The study doesn't show that students are necessarily replacing unhealthy foods with healthier ones, but the California law "was a bold first step" to improving children's diets, said Patricia Crawford, a professor at the University of California, Berkeley, who was not involved in the study.

Several years ago, California mandated that schools offer so-called competitive food -- that is, food sold in vending machines or other sources outside of the school lunch service -- that meets calorie, fat and sugar limits.

Each snack has to have fewer than 250 calories, no more than 35 percent of calories from fat and no more than 35 percent of its weight from added sugars.

To determine what impact California's regulations have had on students' diets, Taber and his colleagues compared how much children in California ate each day to kids who lived in 14 states that did not have such limits on the foods sold in school.

The study -- published in the Archives of Pediatrics and Adolescent Medicine -- used survey information, collected in the first half of 2010, from more than 100 kids who lived in California and about 560 kids who lived in other states.

The researchers found that the California kids ate 158 fewer calories each day than the other kids, primarily because they ate fewer calories during school hours.

Although the study did not look at whether kids' diets had an impact on their health, "a difference of 158 calories can go a long way toward preventing excess weight gain, particularly if students maintain a healthy level of physical activity," according to Taber.

The California children also ate 17 fewer grams of sugar than the other kids.
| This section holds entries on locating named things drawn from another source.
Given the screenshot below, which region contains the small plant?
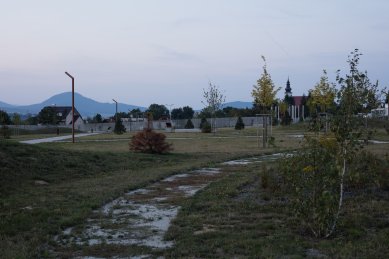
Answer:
[200,118,212,133]
[235,116,244,130]
[113,118,126,134]
[0,125,11,139]
[184,119,194,129]
[129,129,172,154]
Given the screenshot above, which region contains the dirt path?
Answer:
[55,153,282,258]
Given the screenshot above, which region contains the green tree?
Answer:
[92,113,103,123]
[113,116,126,134]
[251,56,281,113]
[308,70,336,112]
[184,119,194,129]
[25,114,39,125]
[182,106,194,120]
[38,106,59,125]
[172,108,184,120]
[282,49,377,237]
[203,82,226,132]
[146,103,169,120]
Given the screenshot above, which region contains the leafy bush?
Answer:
[0,125,11,139]
[281,137,339,237]
[129,129,172,154]
[184,119,194,129]
[113,118,126,134]
[235,116,244,130]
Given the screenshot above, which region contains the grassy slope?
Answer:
[0,125,388,258]
[0,141,256,258]
[165,164,389,258]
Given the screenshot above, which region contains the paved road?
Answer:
[20,132,101,144]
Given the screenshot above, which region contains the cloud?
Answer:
[154,45,201,62]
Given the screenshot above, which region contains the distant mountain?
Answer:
[0,92,146,118]
[222,101,253,109]
[0,101,15,109]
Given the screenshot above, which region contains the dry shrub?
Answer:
[129,129,173,154]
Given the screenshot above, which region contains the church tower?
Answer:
[285,77,292,97]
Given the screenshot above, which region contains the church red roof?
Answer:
[293,96,303,106]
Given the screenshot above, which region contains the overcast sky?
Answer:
[0,0,389,109]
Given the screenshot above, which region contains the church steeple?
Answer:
[285,77,292,97]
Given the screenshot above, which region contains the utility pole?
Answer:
[165,104,174,122]
[112,99,118,123]
[65,72,74,143]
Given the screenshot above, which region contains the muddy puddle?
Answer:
[56,168,222,252]
[55,153,283,258]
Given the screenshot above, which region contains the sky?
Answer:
[0,0,389,109]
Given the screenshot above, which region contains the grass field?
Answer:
[0,126,389,258]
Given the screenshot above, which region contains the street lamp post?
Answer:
[65,72,74,143]
[112,99,118,123]
[166,104,174,122]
"These laws were specifically designed to improve students' intake at school, and that is exactly what the evidence suggests they achieved," Taber told Reuters Health in an email.

The kids don't necessarily choose healthy foods over unhealthy foods, however.

The Californians ate the same proportion of vitamins and minerals as the kids from other states.

"All states could focus on providing more healthy foods in schools, in addition to banning high-fat, high-sugar, high-calorie foods and beverages," said Taber.

Taber said other states have taken action to restrict the least healthy foods in school, but California has been the one of the most ambitious in terms of also offering healthier foods.

"They should definitely be applauded for their actions. But I think the lesson is that even their laws were only a starting point," Taber said.

The U.S. Department of Agriculture (USDA) is developing federal standards for what foods kids would have access to in vending machines or from a la carte lines at schools.

A recent poll found that most parents support the stricter guidelines (see Reuters Health story of April 19, 2012).

The USDA has already set standards for school lunches that are expected to make the meals healthier.
Crawford said the study is a good first step in examining the dietary benefits of California's laws.

"I'm glad they did the first step here to look at the nutritional benefits," she told Reuters Health.

"Because they are benefits, we just need to go further."